Mistral AI a bouclé une levée de 3 milliards d’euros, valorisant l’entreprise à plus de 21 milliards. Le tour, mené par Samsung Electronics, doit financer la recherche, le calcul et l’expansion internationale.

Trois ans après sa création, Mistral AI a levé 3 milliards d’euros lors d’un tour de série D annoncé le 8 septembre 2026. La start-up française, valorisée à plus de 21 milliards d’euros, dit avoir signé la plus grosse levée de fonds jamais réalisée par une entreprise tech européenne. Le signal compte autant pour le marché que pour le produit : Mistral veut financer ses modèles, ses infrastructures et sa présence commerciale à l’échelle mondiale.

Un tour record, mais une bataille qui reste ouverte

Le financement est mené par Samsung Electronics, avec le Scaleup Europe Fund géré par EQT et PSG Equity comme co-chefs de file. Parmi les nouveaux entrants figurent Advent, des fonds gérés par BlackRock et le Grand-Duché de Luxembourg. Les investisseurs historiques suivent aussi le mouvement, avec a16z, Nvidia, ASML et General Catalyst au tour de table. Bref, l’argent ne manque pas ; la concurrence, si.

Selon la source, cette opération double تقريبativement la valorisation de Mistral, passée d’environ 12 milliards d’euros après l’investissement d’ASML en septembre 2025 à plus de 21 milliards aujourd’hui. L’entreprise ajoute aussi avoir contracté en mars un prêt de 830 millions de dollars pour financer ses propres centres de données.

Pourquoi Mistral insiste sur l’infrastructure

La société dit vouloir utiliser ces fonds pour trois priorités : renforcer la recherche dite « frontier », augmenter sa capacité de calcul et accélérer son développement commercial hors de France. La recherche frontier désigne les travaux menés sur les modèles les plus avancés, ceux qui poussent les limites techniques du moment. Dans le cas de Mistral, cette stratégie ne sert pas seulement à entraîner de meilleurs modèles ; elle soutient aussi un discours de souveraineté très travaillé.
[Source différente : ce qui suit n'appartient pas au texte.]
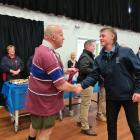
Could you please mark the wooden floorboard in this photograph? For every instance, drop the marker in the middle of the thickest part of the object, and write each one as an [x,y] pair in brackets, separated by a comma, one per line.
[63,130]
Mistral revendique en effet une approche intégrée, allant des modèles ouverts à l’infrastructure, en passant par la puissance de calcul et les produits. L’objectif est clair : proposer aux entreprises une alternative aux fournisseurs verticaux, afin qu’elles ne dépendent pas d’un seul acteur pour leurs modèles, leur cloud et leur calcul. La promesse tient en quatre mots-clés : données conservées chez le client, modèles personnalisables, calcul privé et systèmes auditables.

Le marché européen regarde aussi les usages

Au-delà de la levée, le sujet dit quelque chose de l’état du marché européen de l’IA. Mistral affirme opérer dans 20 pays et servir plus de 125 entreprises, dont Airbus, ASML et HSBC. La société bénéficie, depuis le début de 2026, d’un intérêt accru de clients européens cherchant à réduire leur dépendance aux fournisseurs américains. Le mouvement est stratégique, mais il reste guidé par un critère très prosaïque : combien ça coûte, et qui contrôle la machine.

Cette montée en puissance intervient toutefois avec une nuance utile. Les modèles de Mistral ne dominent pas les classements de performance, selon la source citant notamment Mistral Medium 3.5, jugé en retrait face à des concurrents chinois comme Qwen et Kimi sur les modèles ouverts, et loin des modèles fermés américains sur certains usages. L’entreprise compense donc par le produit, l’infrastructure et l’argument souverain. C’est moins spectaculaire qu’un score de benchmark, mais plus convaincant pour une DSI qui veut dormir tranquille.

Ce que disent les chiffres

Les montants, les dates et les investisseurs dessinent une trajectoire nette. Mistral cherche à transformer une notoriété de laboratoire en base industrielle. Reste à voir si cette masse de capital fera monter ses modèles autant que sa valorisation.

En chiffres

  • 3 milliards d’euros — levée de série D annoncée le 8 septembre 2026, source Mistral AI.
  • Plus de 21 milliards d’euros — valorisation affichée après l’opération, source Mistral AI.
  • 20 pays — présence commerciale revendiquée en 2026, source Mistral AI.
  • 125 entreprises — clientèle annoncée, dont Airbus, ASML et HSBC, source Mistral AI.
  • 830 millions de dollars — prêt contracté en mars 2026 pour des data centers, selon la source.